The problem is that the size of most pre-trained word embeddings can reach tens of gigabytes.

In this post, I will describe the method of access word vectors without loading it into memory.
The idea is to simply save word vectors as a matrix so that we could compute the position of each row without reading any other rows from disk.
Fortunately, all this logic is already implemented in numpy.memmap.
The only thing we need to implement ourselves is the function which converts word into an appropriate index.

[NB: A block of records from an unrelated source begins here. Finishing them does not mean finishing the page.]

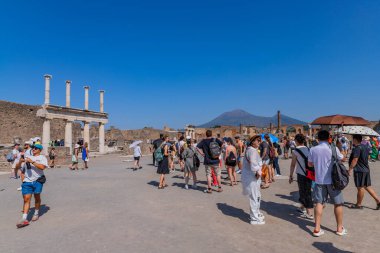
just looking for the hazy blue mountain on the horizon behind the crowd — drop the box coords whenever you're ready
[198,109,307,128]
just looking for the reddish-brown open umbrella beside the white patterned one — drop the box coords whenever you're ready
[311,114,370,126]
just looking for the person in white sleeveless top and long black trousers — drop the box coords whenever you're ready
[289,134,314,220]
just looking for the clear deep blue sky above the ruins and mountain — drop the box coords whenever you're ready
[0,0,380,129]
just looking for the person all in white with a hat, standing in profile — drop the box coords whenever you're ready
[241,135,265,225]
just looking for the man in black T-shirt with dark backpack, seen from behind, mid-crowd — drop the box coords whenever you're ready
[197,130,223,193]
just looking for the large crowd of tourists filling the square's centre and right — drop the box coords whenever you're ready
[153,130,380,237]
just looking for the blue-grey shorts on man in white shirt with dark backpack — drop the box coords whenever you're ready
[313,184,344,205]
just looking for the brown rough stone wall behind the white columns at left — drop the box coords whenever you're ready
[0,100,82,144]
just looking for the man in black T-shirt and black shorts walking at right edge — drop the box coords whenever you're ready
[348,135,380,210]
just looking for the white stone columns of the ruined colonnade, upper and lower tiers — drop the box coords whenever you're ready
[42,75,105,154]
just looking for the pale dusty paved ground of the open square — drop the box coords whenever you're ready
[0,155,380,253]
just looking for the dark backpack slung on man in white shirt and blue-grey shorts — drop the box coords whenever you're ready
[331,145,350,191]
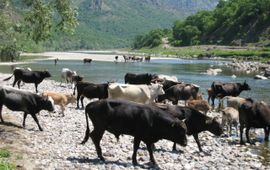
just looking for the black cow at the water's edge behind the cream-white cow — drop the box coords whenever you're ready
[125,73,157,85]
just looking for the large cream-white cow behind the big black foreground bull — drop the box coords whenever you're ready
[108,83,165,104]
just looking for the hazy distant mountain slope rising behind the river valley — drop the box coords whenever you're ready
[44,0,219,50]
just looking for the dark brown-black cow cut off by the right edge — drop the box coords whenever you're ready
[239,98,270,144]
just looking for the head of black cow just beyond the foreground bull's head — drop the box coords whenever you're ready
[205,117,223,136]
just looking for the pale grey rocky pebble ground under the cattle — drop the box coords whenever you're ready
[0,74,269,170]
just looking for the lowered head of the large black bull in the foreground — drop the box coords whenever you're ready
[171,120,187,146]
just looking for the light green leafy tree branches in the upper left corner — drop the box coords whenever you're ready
[0,0,77,61]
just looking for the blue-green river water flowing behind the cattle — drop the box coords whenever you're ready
[0,59,270,165]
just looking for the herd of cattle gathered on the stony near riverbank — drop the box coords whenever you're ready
[0,68,270,165]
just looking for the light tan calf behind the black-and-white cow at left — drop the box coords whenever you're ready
[42,91,76,116]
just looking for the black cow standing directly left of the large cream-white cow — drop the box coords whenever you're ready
[73,81,109,109]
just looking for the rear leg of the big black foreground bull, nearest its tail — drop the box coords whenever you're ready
[90,129,105,161]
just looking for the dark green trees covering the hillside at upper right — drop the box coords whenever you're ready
[133,0,270,48]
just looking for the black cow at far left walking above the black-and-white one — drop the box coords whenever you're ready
[4,69,51,93]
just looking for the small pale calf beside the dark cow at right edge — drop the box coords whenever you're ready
[221,107,239,136]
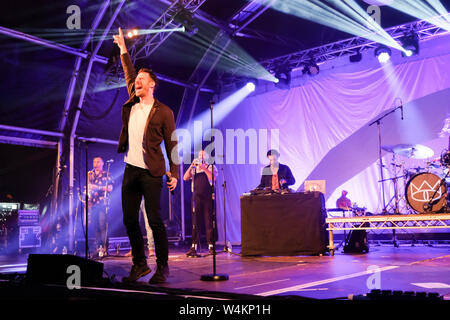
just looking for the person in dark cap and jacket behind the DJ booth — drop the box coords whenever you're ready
[257,149,295,190]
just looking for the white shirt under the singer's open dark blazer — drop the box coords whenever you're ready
[124,102,153,169]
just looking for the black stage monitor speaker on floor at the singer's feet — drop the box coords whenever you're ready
[26,254,103,286]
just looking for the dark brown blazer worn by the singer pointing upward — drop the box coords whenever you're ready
[117,53,179,179]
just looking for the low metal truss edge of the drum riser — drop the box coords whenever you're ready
[325,213,450,255]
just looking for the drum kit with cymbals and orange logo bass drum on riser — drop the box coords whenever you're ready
[380,144,450,213]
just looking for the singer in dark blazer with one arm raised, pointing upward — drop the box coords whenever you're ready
[114,28,179,284]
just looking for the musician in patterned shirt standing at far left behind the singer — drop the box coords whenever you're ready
[88,156,113,258]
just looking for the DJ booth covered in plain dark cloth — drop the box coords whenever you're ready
[241,192,328,256]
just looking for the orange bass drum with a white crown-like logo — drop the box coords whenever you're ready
[405,172,447,212]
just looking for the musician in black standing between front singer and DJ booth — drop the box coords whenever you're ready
[183,150,217,257]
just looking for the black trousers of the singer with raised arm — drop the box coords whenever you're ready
[122,164,169,265]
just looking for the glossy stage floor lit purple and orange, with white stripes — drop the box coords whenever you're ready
[0,244,450,300]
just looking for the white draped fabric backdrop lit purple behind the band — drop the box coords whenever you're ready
[213,36,450,243]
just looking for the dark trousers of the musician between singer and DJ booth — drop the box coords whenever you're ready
[192,192,214,244]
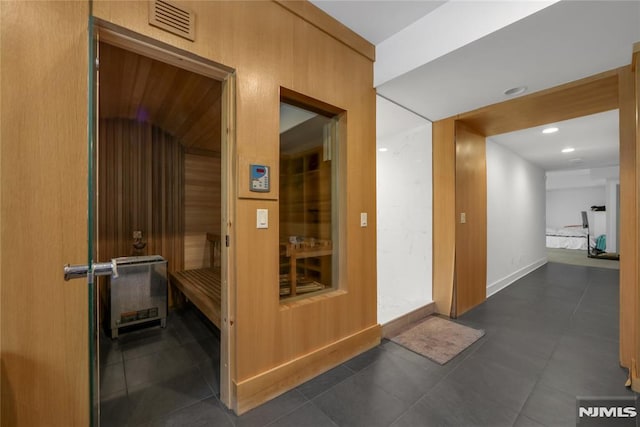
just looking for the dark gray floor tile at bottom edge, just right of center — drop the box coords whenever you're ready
[312,375,409,427]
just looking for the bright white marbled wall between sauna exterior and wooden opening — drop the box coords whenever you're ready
[376,97,433,324]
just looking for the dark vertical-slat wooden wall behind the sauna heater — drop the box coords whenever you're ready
[98,119,184,271]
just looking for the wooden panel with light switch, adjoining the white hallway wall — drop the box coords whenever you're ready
[452,121,487,317]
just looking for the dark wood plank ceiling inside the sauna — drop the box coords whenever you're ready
[100,43,222,151]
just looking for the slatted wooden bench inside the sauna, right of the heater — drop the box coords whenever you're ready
[169,233,222,329]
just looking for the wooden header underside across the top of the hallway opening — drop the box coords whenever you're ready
[456,69,620,136]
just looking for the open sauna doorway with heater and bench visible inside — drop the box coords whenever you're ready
[92,26,234,425]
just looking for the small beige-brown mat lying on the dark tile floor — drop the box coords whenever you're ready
[391,316,484,365]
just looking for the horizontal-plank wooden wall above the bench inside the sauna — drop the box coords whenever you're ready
[184,152,221,270]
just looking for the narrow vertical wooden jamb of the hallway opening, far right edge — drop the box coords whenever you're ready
[619,67,638,368]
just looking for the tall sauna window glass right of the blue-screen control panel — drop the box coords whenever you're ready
[279,101,339,301]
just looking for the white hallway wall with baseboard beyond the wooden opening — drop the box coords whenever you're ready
[487,139,547,296]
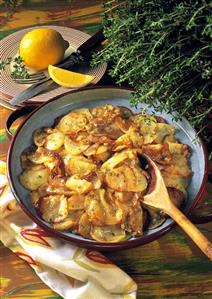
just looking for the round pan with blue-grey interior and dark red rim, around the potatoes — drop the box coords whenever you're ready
[8,87,207,250]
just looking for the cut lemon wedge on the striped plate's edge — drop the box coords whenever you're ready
[48,65,95,88]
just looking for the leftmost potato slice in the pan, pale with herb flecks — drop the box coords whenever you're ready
[20,167,50,190]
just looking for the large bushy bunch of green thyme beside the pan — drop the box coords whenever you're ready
[93,0,212,151]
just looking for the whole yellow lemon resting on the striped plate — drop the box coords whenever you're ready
[19,28,68,71]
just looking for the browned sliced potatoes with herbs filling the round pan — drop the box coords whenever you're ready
[20,105,191,242]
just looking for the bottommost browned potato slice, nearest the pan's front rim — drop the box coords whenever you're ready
[91,225,126,243]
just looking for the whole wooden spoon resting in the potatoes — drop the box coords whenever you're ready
[142,154,212,260]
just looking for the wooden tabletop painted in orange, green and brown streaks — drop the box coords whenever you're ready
[0,0,212,299]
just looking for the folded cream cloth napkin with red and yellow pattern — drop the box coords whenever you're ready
[0,161,137,299]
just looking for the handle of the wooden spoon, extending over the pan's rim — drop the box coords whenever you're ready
[165,204,212,260]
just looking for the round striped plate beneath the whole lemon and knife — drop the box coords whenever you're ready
[0,26,107,103]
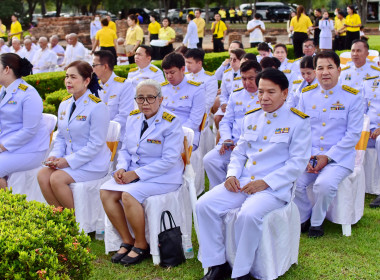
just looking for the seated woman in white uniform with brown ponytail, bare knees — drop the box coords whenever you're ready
[38,61,111,209]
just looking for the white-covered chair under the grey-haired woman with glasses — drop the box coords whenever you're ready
[104,127,196,265]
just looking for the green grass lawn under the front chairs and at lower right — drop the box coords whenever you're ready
[90,192,380,280]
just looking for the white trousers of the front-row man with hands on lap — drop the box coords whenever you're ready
[196,183,285,278]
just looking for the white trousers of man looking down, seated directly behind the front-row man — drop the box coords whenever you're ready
[203,146,231,190]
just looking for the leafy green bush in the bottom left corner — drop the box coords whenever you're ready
[0,190,95,279]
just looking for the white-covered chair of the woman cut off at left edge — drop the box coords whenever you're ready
[8,114,57,203]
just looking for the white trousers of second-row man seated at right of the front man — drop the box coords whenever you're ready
[294,163,352,226]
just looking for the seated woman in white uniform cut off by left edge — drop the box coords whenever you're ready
[0,53,49,188]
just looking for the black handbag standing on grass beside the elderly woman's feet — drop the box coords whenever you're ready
[158,211,186,267]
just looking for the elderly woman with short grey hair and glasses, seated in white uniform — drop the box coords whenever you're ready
[100,79,184,265]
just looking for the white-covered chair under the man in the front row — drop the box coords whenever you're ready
[224,186,301,279]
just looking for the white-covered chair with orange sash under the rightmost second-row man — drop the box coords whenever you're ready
[308,115,370,236]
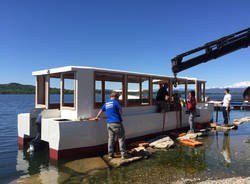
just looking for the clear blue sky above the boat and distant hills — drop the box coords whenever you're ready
[0,0,250,86]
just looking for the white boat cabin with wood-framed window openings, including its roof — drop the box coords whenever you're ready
[32,66,206,120]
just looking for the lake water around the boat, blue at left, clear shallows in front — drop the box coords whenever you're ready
[0,95,250,184]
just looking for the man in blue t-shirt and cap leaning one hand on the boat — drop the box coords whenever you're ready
[95,92,127,159]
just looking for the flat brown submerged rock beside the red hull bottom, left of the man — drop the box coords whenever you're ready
[65,157,108,174]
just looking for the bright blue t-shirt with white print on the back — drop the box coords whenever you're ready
[102,100,122,123]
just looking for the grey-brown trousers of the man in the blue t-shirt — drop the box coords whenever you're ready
[107,122,126,156]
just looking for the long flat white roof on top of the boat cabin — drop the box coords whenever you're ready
[32,66,206,82]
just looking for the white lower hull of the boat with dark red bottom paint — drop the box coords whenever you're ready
[18,105,213,160]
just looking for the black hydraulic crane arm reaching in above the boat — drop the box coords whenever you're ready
[171,28,250,76]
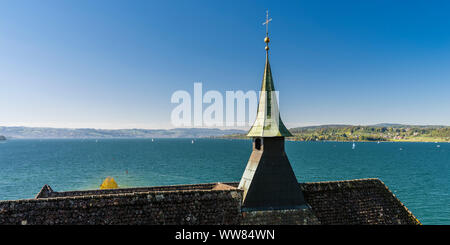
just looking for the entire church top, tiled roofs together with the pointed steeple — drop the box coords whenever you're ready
[0,16,420,225]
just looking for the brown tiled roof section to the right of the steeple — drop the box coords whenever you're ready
[300,179,420,225]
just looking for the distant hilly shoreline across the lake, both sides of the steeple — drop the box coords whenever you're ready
[0,123,450,143]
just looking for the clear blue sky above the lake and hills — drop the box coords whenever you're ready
[0,0,450,128]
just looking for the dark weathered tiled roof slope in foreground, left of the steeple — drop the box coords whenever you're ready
[0,190,242,225]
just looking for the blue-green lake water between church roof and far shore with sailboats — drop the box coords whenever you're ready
[0,139,450,225]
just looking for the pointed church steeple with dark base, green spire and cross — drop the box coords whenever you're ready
[238,11,308,211]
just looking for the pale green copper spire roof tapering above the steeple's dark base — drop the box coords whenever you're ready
[247,51,292,137]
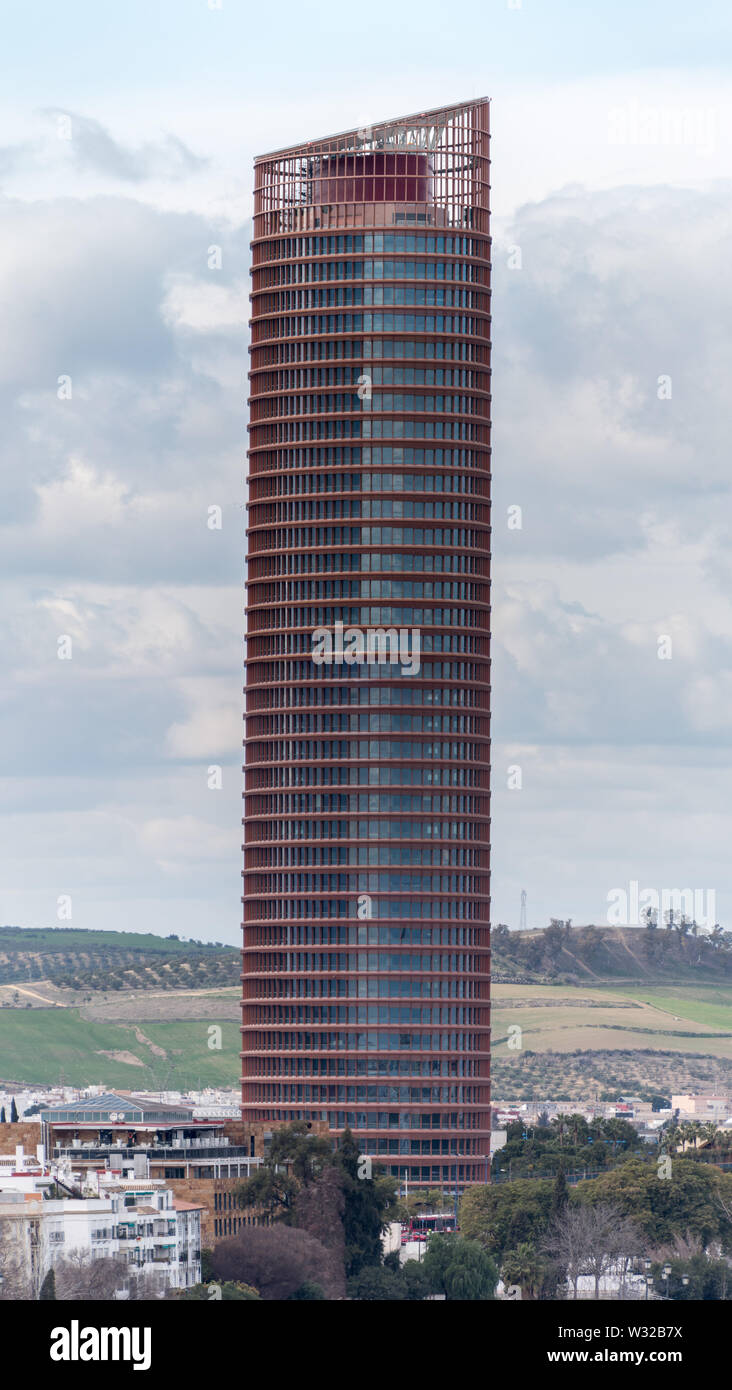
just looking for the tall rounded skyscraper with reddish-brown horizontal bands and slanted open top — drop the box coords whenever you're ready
[242,100,490,1184]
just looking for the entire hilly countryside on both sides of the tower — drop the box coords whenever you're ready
[0,923,732,1101]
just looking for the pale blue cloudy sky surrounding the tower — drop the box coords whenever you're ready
[0,0,732,942]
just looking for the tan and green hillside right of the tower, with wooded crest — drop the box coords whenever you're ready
[490,919,732,1101]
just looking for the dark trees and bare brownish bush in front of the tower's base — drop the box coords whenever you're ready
[178,1123,499,1302]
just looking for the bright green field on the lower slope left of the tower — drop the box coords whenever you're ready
[0,1008,240,1090]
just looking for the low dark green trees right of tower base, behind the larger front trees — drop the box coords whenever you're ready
[492,1115,647,1177]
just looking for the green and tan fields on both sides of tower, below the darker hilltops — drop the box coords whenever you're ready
[0,973,732,1097]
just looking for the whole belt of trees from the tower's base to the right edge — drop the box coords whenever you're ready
[186,1139,732,1302]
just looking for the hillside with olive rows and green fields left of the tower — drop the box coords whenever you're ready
[0,927,242,1090]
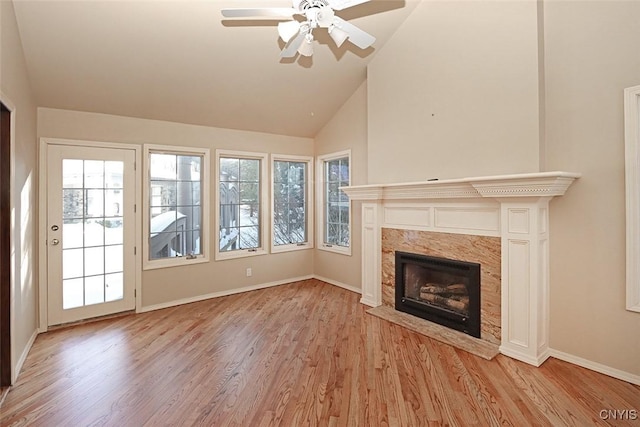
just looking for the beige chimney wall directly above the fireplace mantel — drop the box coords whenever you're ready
[368,0,540,184]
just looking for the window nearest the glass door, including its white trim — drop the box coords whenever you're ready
[144,145,209,268]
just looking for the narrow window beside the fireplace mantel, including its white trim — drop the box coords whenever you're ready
[318,151,351,255]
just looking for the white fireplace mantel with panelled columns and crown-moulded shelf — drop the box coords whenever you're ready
[342,172,580,366]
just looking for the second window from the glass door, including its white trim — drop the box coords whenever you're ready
[216,150,267,259]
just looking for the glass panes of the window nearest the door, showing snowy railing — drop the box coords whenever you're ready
[149,153,202,259]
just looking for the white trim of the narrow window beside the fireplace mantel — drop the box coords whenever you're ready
[316,150,353,256]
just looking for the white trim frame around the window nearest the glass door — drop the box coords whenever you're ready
[142,144,211,270]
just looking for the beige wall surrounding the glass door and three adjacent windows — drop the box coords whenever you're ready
[38,108,313,307]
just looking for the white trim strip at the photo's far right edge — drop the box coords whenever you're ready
[624,86,640,312]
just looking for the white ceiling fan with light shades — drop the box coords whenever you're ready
[222,0,376,58]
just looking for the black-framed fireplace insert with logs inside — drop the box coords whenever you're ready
[395,251,480,338]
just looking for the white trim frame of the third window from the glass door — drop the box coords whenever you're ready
[269,154,314,253]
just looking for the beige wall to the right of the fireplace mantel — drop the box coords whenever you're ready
[544,1,640,375]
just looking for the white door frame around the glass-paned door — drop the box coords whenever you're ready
[38,138,143,332]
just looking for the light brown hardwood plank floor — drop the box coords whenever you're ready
[0,280,640,427]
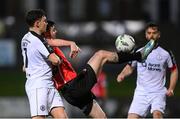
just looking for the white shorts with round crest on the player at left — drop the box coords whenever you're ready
[26,88,64,117]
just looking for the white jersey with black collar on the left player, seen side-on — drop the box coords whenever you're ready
[21,31,54,89]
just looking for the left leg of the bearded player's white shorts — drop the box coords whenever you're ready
[128,93,150,117]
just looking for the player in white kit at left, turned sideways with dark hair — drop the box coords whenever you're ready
[21,9,67,119]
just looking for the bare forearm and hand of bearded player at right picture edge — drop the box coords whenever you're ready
[166,66,178,96]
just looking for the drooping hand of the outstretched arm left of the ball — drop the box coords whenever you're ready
[69,42,81,58]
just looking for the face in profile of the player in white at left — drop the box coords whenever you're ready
[37,16,47,33]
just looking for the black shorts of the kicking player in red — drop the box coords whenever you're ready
[61,64,97,115]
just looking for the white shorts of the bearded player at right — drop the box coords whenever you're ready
[128,92,166,117]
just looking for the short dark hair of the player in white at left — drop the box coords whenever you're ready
[26,9,46,27]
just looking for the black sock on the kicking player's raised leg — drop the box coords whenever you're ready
[117,52,141,64]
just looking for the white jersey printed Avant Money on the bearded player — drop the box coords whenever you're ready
[131,46,175,93]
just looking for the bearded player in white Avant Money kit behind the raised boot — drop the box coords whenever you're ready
[117,23,178,118]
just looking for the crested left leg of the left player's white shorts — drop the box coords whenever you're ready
[26,88,48,117]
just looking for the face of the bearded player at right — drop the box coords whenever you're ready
[146,27,160,40]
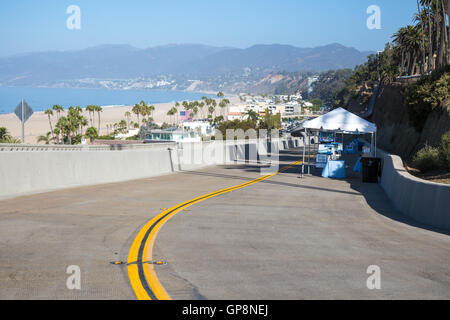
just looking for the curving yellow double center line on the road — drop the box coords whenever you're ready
[127,161,301,300]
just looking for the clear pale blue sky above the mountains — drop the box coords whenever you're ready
[0,0,417,56]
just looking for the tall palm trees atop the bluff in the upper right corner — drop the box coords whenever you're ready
[393,0,450,75]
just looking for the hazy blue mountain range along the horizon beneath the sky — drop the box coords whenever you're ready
[0,43,372,86]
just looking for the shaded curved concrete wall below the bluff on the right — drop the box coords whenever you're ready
[377,149,450,230]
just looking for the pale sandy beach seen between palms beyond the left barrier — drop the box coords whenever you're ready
[0,96,239,144]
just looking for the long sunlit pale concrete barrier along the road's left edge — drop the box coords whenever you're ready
[0,138,302,198]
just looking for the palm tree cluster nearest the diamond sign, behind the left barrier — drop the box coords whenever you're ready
[38,104,103,144]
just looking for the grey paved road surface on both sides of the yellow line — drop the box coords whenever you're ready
[0,150,450,299]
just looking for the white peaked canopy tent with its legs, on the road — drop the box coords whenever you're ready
[302,108,377,173]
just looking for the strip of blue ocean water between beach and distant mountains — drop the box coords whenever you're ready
[0,87,213,114]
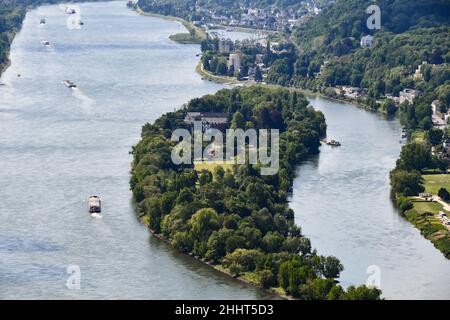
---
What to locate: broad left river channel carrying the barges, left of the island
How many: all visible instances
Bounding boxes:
[0,2,271,299]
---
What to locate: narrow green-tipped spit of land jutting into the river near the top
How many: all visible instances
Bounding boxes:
[134,5,206,44]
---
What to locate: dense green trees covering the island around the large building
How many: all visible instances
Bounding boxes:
[130,86,380,299]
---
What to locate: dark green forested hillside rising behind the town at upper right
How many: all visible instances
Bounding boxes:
[293,0,450,98]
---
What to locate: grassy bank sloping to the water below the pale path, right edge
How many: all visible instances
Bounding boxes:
[404,199,450,259]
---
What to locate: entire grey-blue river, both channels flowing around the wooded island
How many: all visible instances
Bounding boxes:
[0,2,450,299]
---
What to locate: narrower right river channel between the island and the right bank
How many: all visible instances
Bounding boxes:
[291,97,450,299]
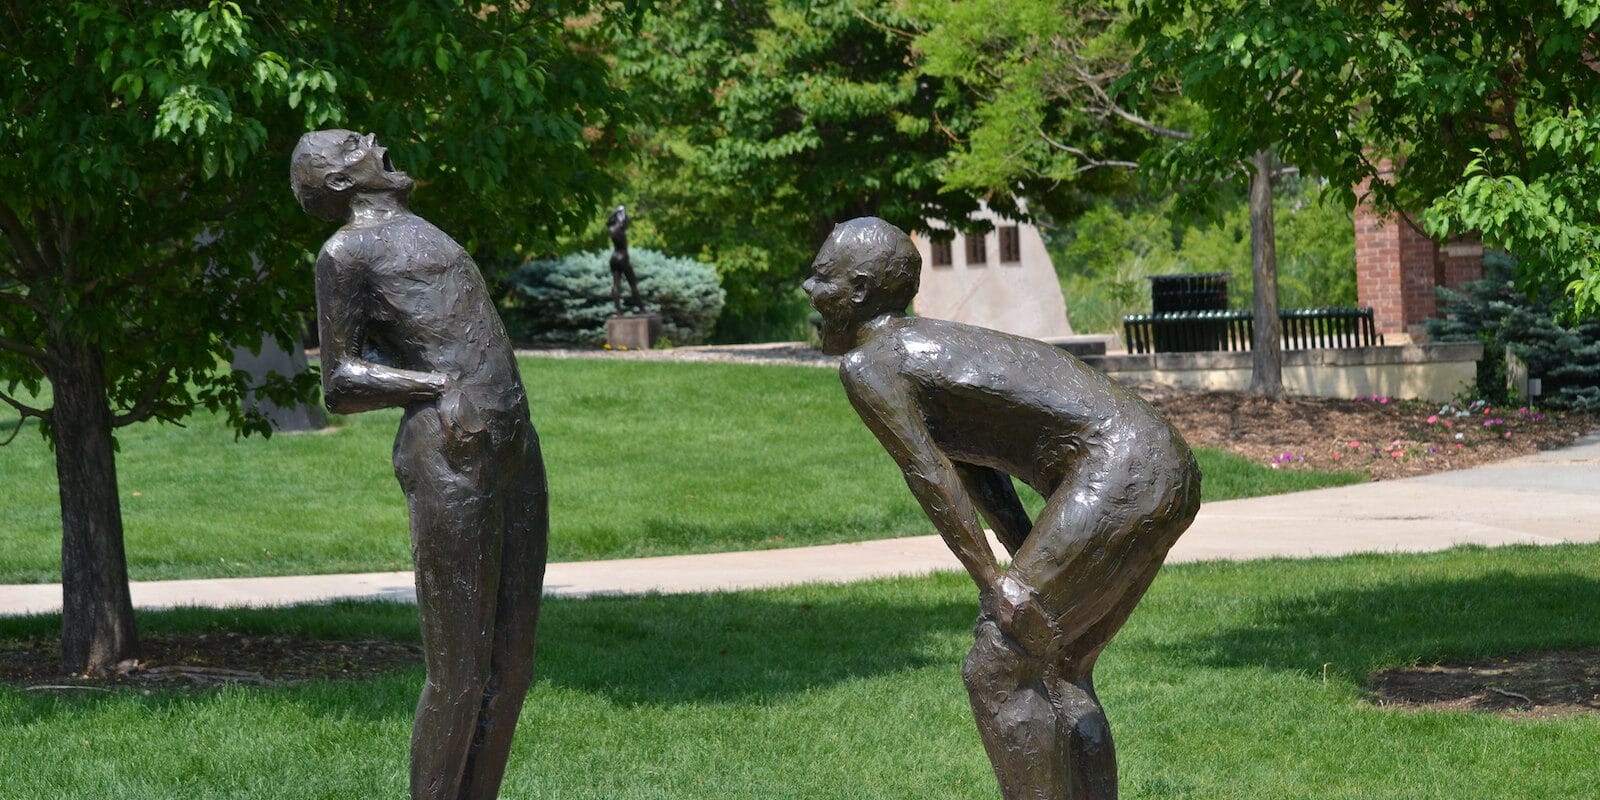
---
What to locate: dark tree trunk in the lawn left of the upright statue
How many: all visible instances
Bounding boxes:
[50,331,139,675]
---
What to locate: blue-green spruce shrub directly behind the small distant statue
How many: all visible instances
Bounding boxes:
[501,248,725,346]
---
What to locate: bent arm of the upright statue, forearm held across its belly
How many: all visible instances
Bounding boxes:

We can simply store the whole vocabulary in memory or use hashing trick, it does not matter at this point.
It is slightly harder to store FastText vectors that way because it requires additional computation on n-grams to obtain word vector.
So for simplicity, we will just pre-compute vectors for all necessary words.

You may take a look at a simple implementation of the described approach here:
https://github.com/generall/OneShotNLP/blob/master/src/utils/disc_vectors.py

Class DiscVectors contains method for converting fastText .bin model into on-disk matrix representation and json file with vocabulary and meta-information.
Once the model is converted, you can retrieve vectors with get_word_vector method. Performance check shows that in the worst case it takes 20 µs to retrieve single vector, pretty good since we are not using any significant amount of RAM.